I just don't get how a lottery with academically average kids , some of whom will have learning difficulties, dyslexia, behavioural issues, self-esteem issues, problems at home, not to mention average or below average IQ will suddenly be transformed into lean, mean learning machines by virtue of adding Latin to the curriculum.

What am I missing, Toby?

lalalonglegs · 30/09/2010 20:10

Do you not think we are getting a bit hung up on the whole Latin thing? Even if his school does end up teaching it, children there are going to study it, what, two hours a week? Maybe less.
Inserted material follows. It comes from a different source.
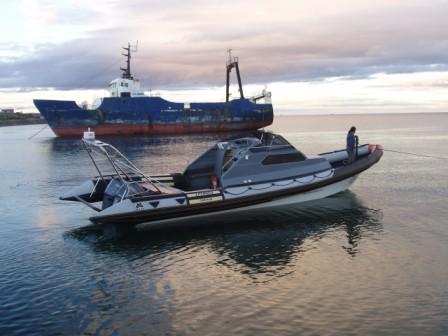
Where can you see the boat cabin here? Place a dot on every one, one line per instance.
(266, 157)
I think Toby Young sees grammar (and probably Alice in Wonderland which is a fine book) as being educationally aspirational and I think that is what he means by creating a comprehensive with grammar school values or however he is branding his enterprise. Obviously the teaching has to be to a level that each student can cope with but my understanding is that it will be like the traditional old grammar school experience where you won't be written off because you are from a poorer background. Grammar schools are unfair nowadays because children from wealthier backgrounds are hothoused and so it is very difficult for more disadvantaged to compete but by accepting all-comers but giving them access to a traditional education that stretches those who can be stretched, what's to object to?

I don't understand the argument that some posters are putting forward that if you offer academic opportunities, "people off the estates" won't be interested. Who says (And before anyone asks, I'm the daughter of immigrants and went to boggiest of bog standard comps.)